Malcom and other archeologists used ground penetrating radar (GPR) in 2002 to search for what was designated as an “African cemetery” on a newly discovered 1861 U.S. Army Corps of Engineers map. The map indicated that at least nine bodies had been buried near a small, federal fort next to Higgs Beach.

According to a Mel Fisher Museum account of the GPR survey, “2 to 3 feet below the surface were a series of 5- to- 6-foot long oval holes exactly where the African Cemetery was located in 1861. Nine of these are very clear, and another six are there, but not as well defined. These features are closely spaced, and form three rows.”

Malcom, other archeologists and local government officials moved quickly to consecrate the site as an official historical grave site deserving protection and permanence.

“The memorial covers 15 graves,” Malcom said. “Though Key West was not a slave-trading port, our position puts us square in the path of the transAtlantic slave trade.

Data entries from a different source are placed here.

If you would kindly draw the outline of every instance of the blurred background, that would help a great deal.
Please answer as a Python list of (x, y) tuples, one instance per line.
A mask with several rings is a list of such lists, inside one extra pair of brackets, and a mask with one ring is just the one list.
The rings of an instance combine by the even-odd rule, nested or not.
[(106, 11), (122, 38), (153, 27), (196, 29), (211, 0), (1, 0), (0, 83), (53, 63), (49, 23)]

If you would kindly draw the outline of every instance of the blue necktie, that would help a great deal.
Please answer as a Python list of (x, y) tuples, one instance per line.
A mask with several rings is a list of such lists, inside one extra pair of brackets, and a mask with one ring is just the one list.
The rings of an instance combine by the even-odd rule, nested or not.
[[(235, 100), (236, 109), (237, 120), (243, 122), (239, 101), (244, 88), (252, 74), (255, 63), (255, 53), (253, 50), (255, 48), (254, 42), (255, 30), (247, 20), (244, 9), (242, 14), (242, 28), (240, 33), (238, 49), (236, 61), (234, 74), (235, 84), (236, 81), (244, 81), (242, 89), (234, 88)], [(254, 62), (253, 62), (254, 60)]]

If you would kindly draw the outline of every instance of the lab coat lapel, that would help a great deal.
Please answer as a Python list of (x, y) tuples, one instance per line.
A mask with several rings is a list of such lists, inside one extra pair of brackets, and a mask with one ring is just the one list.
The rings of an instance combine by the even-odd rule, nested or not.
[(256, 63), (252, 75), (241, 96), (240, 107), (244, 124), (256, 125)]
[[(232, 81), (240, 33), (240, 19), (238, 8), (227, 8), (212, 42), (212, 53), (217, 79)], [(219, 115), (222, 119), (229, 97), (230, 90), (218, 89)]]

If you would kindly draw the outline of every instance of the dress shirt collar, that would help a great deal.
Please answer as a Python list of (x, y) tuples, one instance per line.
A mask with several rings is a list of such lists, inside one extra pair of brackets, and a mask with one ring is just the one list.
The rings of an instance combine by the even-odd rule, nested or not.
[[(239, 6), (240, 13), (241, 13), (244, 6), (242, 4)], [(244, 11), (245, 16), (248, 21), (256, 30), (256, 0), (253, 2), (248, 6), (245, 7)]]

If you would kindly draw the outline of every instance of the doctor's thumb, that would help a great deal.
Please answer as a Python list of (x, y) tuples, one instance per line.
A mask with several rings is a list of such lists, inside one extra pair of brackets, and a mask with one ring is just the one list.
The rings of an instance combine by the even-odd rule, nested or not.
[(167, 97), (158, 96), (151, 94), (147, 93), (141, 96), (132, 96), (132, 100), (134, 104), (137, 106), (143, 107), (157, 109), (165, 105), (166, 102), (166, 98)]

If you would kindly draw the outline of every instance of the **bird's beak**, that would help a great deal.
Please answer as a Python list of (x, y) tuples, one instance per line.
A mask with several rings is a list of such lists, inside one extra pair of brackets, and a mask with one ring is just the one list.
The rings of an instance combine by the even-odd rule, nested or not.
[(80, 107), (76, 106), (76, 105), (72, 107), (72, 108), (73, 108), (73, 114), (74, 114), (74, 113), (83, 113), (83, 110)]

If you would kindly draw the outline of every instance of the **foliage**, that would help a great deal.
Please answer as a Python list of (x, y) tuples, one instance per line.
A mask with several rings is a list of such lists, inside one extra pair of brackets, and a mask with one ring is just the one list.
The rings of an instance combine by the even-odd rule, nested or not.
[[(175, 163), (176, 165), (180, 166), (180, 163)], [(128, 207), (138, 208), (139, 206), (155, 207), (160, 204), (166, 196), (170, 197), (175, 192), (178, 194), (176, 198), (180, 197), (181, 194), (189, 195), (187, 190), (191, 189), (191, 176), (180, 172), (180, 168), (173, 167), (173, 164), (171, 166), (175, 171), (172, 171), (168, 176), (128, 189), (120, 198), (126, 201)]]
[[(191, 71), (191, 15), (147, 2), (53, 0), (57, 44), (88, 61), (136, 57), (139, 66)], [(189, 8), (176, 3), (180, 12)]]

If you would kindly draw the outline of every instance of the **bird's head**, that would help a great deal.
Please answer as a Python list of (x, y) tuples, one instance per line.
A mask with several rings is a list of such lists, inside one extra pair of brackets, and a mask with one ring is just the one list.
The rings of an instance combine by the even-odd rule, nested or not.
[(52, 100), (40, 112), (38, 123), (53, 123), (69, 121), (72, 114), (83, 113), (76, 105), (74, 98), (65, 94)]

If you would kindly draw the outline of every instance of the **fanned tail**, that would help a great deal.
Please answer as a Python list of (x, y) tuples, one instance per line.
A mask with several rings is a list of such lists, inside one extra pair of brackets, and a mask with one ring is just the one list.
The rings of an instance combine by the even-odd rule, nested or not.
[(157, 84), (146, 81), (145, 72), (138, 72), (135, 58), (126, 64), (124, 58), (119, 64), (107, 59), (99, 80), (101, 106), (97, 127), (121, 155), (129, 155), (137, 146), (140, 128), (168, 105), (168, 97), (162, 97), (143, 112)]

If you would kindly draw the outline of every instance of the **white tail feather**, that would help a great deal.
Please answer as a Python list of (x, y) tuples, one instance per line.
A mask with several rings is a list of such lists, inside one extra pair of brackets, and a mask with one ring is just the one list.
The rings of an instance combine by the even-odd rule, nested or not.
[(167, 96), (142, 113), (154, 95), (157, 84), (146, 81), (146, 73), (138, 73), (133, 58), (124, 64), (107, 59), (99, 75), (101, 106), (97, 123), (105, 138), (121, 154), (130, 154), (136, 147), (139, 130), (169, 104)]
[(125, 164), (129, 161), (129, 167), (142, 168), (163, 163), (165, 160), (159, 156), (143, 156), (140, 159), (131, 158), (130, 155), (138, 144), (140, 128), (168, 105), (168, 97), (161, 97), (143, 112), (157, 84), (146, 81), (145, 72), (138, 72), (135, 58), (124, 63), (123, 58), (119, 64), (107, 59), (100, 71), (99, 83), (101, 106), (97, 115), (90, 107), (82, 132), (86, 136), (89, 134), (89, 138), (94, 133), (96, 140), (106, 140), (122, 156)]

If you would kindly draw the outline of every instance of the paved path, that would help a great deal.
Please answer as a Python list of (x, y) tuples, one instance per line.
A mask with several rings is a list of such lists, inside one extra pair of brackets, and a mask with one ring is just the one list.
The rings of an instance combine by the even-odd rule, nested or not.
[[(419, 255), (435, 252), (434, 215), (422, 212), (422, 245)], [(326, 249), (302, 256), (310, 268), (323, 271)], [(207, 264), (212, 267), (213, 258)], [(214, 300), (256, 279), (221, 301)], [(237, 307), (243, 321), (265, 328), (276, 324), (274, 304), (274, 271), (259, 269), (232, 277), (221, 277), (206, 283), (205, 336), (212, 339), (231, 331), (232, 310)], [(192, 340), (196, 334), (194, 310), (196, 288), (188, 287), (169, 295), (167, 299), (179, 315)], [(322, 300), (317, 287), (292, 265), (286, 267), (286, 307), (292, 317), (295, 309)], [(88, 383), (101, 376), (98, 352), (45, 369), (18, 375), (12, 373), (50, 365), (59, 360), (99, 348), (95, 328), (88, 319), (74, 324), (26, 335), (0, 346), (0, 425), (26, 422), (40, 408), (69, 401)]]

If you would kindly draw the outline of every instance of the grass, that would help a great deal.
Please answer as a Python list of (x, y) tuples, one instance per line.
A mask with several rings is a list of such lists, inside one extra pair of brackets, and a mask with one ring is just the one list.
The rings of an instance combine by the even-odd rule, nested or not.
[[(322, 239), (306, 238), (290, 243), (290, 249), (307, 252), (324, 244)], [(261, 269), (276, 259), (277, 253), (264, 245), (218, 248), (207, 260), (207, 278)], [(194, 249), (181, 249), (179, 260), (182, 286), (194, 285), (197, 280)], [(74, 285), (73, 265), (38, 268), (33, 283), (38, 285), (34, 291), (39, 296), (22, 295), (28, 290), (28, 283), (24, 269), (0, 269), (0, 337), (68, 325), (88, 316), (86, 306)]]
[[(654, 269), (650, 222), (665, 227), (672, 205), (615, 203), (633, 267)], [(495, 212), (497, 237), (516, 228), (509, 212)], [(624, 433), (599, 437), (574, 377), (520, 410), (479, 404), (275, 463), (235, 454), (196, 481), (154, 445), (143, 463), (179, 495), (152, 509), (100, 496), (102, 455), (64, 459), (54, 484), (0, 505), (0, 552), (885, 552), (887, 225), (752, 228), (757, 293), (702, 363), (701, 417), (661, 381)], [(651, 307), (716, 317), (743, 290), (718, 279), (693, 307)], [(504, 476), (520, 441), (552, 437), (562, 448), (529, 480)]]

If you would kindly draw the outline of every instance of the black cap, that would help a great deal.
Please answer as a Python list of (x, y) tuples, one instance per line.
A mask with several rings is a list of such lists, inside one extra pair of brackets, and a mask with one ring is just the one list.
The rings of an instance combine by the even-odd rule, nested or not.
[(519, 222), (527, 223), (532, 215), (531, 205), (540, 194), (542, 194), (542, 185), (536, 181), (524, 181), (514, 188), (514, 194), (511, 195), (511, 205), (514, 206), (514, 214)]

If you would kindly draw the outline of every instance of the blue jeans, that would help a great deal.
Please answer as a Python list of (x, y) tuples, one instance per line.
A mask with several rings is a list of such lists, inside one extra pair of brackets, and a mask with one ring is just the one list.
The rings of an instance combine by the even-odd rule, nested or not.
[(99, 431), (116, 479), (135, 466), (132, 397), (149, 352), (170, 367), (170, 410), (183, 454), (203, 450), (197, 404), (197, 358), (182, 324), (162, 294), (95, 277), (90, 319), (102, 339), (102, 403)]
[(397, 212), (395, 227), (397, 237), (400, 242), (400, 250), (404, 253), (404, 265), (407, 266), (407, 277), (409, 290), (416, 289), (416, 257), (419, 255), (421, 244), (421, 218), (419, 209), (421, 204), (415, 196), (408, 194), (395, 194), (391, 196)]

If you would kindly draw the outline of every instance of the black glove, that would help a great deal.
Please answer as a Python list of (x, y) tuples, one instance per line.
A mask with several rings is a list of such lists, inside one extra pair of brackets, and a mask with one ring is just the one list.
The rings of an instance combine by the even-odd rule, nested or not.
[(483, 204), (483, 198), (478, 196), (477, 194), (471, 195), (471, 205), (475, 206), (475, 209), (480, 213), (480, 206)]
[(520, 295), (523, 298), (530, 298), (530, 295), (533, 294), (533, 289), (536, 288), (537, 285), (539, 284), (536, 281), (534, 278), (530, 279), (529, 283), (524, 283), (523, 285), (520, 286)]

The transAtlantic slave trade was made illegal in 1808, so American warships positioned themselves around Cuba to intercept slave ships.”

RESCUE

In May 1860, a Key West warship captured the William, Wildfire, and other illegal slave ships off Cuba and rescued the men, women, and children who in the nude during the lengthy voyage had been exposed to the Atlantic Ocean’s frigid wet weather. Drawings of the ships of the time show the proud but confused people crammed into filthy holds without blankets or beds.

Once they were aboard the American ships, crew members fed and cared for them as best they could as they were transported to the safety of Key West. Local carpenters built barracks to house them.

According to the Mel Fisher organization, “The 3,000 citizens of the island … came together and built housing, donated clothing, and provided food and medical attention for (the Africans) during their stay.

Nevertheless, within weeks some 295 died from their ordeal. Congress helped fund the relocation of hundreds of survivors to Liberia in West Africa. Some remained in Key West and restarted their lives here.

The Key West African Cemetery will hold two events in March that will commemorate them all.

At 5 p.m. on March 9 the community will hold an acknowledgment ceremony to describe what happened to the people buried there and its effects on the history of Key West.

On March 25 the cemetery memorial will mark the International Day of Remembrance of the Victims of Slavery and the Transatlantic Slave Trade, a United Nations program.